The chips will have insulating walls made of a "high-K" hafnium compound, which is transparent to electric fields, instead of silicon dioxide, Intel said in a statement.
According to New Scientist, the changes mean that the 45-nanometre transistors on Intel's next suite of computer processors will not only be faster and smaller than today's 65-nanometre ones, but will also be more power efficient.
"The implementation of high-k and metal materials marks the biggest change in transistor technology since the introduction of polysilicon gate transistors in the late 1960s," said Intel co-founder Gordon Moore.
The new transistors will make their way into Intel's next generation products, currently codenamed "Penryn", which include the Core 2 Duo, Core 2 Quad and Xeon processors. These will run Windows Vista, Mac OS X, Windows XP and Linux, he said.
The manufacturing will begin later in 2007 and the products will be available in 2008.
Dan Hutcheson, an analyst with VLSI Research in California, US said: "It's no longer a research project, it's real. This is a really big breakthrough".

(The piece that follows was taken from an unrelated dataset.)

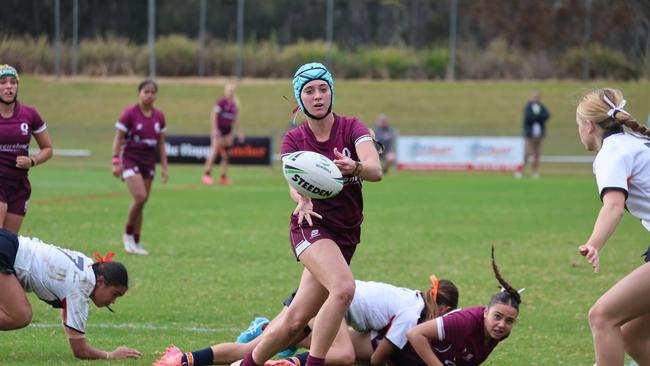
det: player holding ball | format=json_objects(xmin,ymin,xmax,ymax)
[{"xmin": 241, "ymin": 63, "xmax": 382, "ymax": 366}]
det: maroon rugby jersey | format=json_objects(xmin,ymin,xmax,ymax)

A transistor consists of an electrode that switches the current on and off within a "channel" using an electric field.
In the past, to make the transistor switch faster, and thereby up its performance, chipmakers shortened the electrode and thinned the insulating wall that separated it from the channel, but this was not very suitable, as thinning the wall often caused current to leak from the channel into the electrode, wasting heat and electricity.
Now, in an effort to continue shrinking and speeding up its transistors, Intel has come up with an insulator that transmits a fast-switching electric field even at a relatively large size.
Though the exact composition of this "high-K" material is a secret, Intel has said it contains hafnium, which increases transistor-switching speed by 20 percent and leaks five times less current.
According to Intel, the new 45-nanometre transistors dual-core processors will contain 400 million transistors, while quad-core will contain 800 million.